ASCII.jp / 2024年9月9日 12時0分

 今年も8月25日からHot Chips 2024が開催された。プログラムの内容は公式サイトで確認できる。この中で言えば、インテルのLunar LakeとAMDのInstinct MI300X/Versal AI Edge Gen2、それとZen 5コアの話は残念ながらあまり新しい情報はなかった。

 Xeon 6 SoCに関しては前回の最後で説明しているので割愛するが、それ以外にPCなどとは直接関係ないが、いろいろおもしろいプロセッサーの説明があったので、今回からしばらくこれらを紹介していく。

Nuviaを買収して入手した QualcommのPC向けCPU「Oryon」

 最初はQualcommのOryon(オライオン)である。言うまでもなくチップセットのSnapdragon X Eliteに搭載されているCPUだ。このOryon、もともとの開発は米Nuviaであるが、同社は2021年1月にQualcommに買収された。

 そもそもなぜQualcommはNuviaを買収してOryonを手に入れたかったのか? という話をすると長いのだが、簡単にまとめるとQualcommはArmのIPライセンスを受けてこれを自社の製品に利用するとともに、ハイエンド向けに関してはアーキテクチャーライセンスを受けて自社で製品開発をしていた。

 2008年のScorpio、2012年のKrait(クライト)、2015年のKryo(クライオ)がその主要なコアである。最初のScorpio(スコーピオ)は2007年のFall Processor Forumで内部構造が紹介された。

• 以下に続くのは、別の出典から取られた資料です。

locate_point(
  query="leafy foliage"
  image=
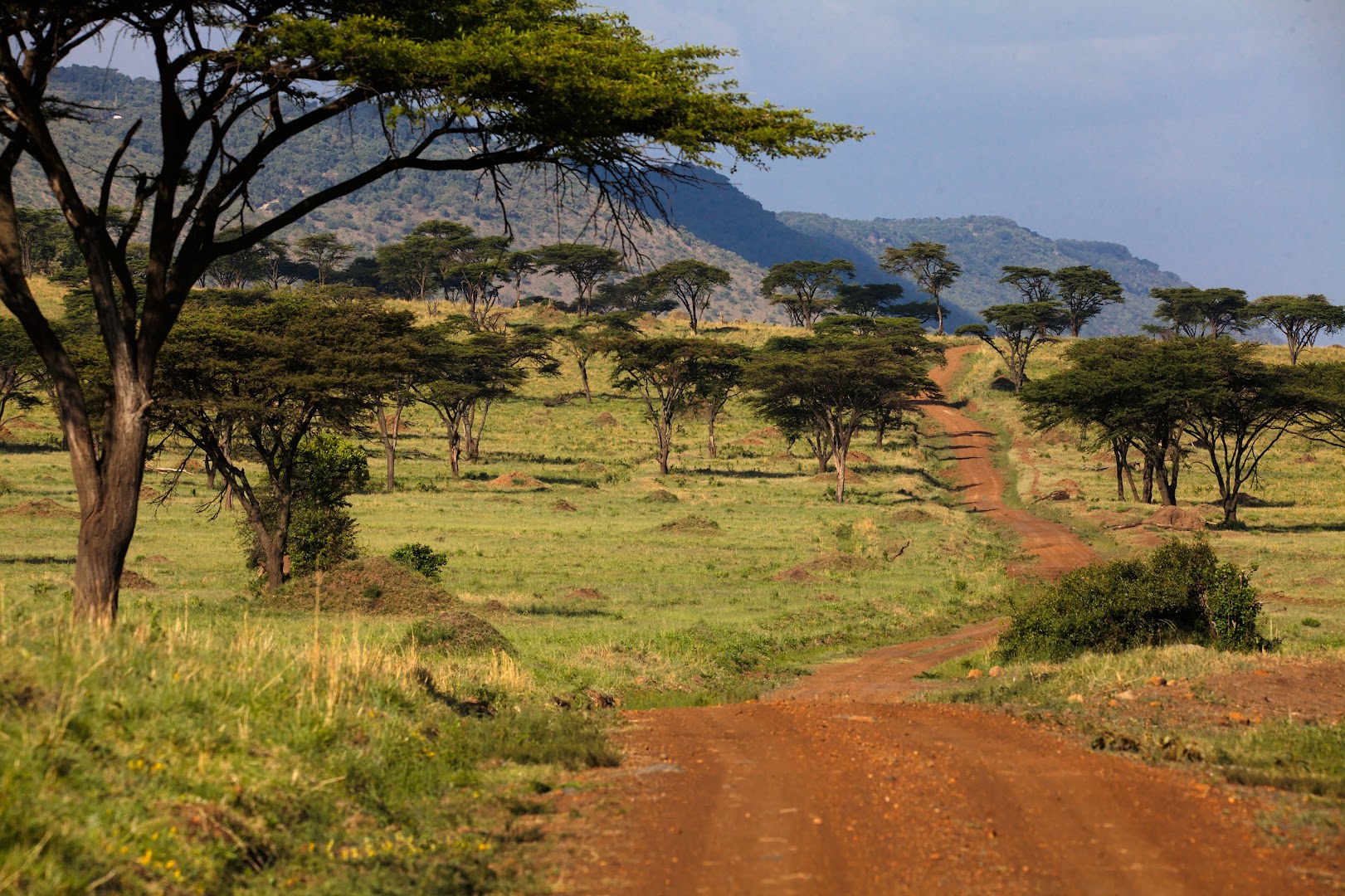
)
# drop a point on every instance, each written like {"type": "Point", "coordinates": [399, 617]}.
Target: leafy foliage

2007年というのはArmがCortex-A9を発表した年である。Cortex-A9は8段のパイプラインで2.5 DMIPS/MHz/Coreになっていたが、消費電力は(プロセス依存ではあるのだが)Scorpionよりは大きかったと記憶しており、そのあたりがQualcomm的にはお気に召さなかったのかもしれない

 ただ2015年のKryoが最後の独自アーキテクチャーであり、その後QualcommはKrait/Kryoの名前を使いながら再びArmのCPU IPを利用したラインナップに戻っている。製品構成を見ると以下のようになる。

 複数あるのは時期が異なるためで、例えば2021年にリリースされたSnapdragon 8 Gen 1は、Kryo Prime(Cortex-X2)×1+Kryo Gold(Cortex-A710)×3+Kryo Silver(Cortex-A510)×4の構成だが、2023年のSnapdragon 8 Gen2ではこれがKryo Prime(Cortex-X3)×1+Kryo Gold(Cortex-A715)×2+Kryo Gold(Cortex-A710)×2+Kryo Silver(Cortex-A510)×3になっている。要するにKryoはQualcommのCPUブランドであり、特定のアーキテクチャーを指したものではない。

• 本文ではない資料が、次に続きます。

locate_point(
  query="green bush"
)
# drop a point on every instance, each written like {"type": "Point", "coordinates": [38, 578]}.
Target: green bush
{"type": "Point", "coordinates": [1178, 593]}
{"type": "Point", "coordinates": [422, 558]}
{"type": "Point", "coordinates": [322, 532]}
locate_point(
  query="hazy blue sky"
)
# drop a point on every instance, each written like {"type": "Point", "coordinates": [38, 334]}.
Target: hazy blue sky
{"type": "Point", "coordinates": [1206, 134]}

 そんなQualcommであるが、独自路線を止めてArmのCPU IPを利用したものの、トップエンド製品に関してAppleのコアに性能で敵わなかったのがかなり不満だったらしい。だからといって、新規にCPUのアーキテクチャーを開発するには圧倒的に時間が足りない。一般論としてCPUアーキテクチャーをスクラッチから開発すると5~6年を要する。それを待てないからこそ、QualcommはNuviaを買収したわけだ。

 ただこれはArmのお気に召すところではなく、2022年にArmはQualcommに対して、Nuviaの設計を利用するのはライセンス違反になるので、Nuviaの設計を破棄するように求めた。

 少し話が複雑になるが、NuviaはArmのアーキテクチャーライセンスとテクノロジーライセンスを保有しており、このライセンスの元で独自のOryonコアを開発したのだが、Armはこのライセンスの期限が2022年3月に失効しており、そもそもこのライセンスは他社に譲渡不可能であるので、Qualcommがこの期限後にOryonコアを利用するのはライセンス違反になる、と主張している。

 これに対しQualcommは今年4月18日にArmを反訴している。この反訴でQualcommが主張した文言は以下のとおり。

「ArmはQualcommが支払ったライセンス料の対価となる納品物を意図的に留保、QualcommがArmの納品不履行について書面で通知した際、これらの納品物の存在を偽って伝えるとともに、Qualcommが問題の納品物を取得する契約上の権利を行使しようとした場合、Qualcommへのライセンス供与を終了すると脅迫することで、QualcommのCPU設計における技術的飛躍を阻害しようとした」

「Armは、Qualcommの保有するアーキテクチャーライセンスにはQualcommがNuviaベースの技術を利用できる権利はないという口実で、Qualcommが権利を持つ成果物(=NuviaのコアのIP)の利用を意図的に妨害した」

「Armは納品の不履行を是正することはなく、Qualcommは製品の設計と検証に不必要な追加リソースを費やすことになった」

 結果、今年のCOMPUTEXにおける基調講演でQualcommは大々的にAIPCをデモしたにも関わらず、そこにArmのCEOが参加することはなかったし、逆にArmの基調講演の中でQualcommという言葉が出てくることもなかった。

 もうお互いに訴えあっている状況なので、どちらの主張が正しいか議論するのはあまり意味がなく、法廷で決着がつくか、もししくは法定外和解の結末が出てくるのを待つしかないのだが、Oryonというのはそういういわく付きのCPUコアなのである。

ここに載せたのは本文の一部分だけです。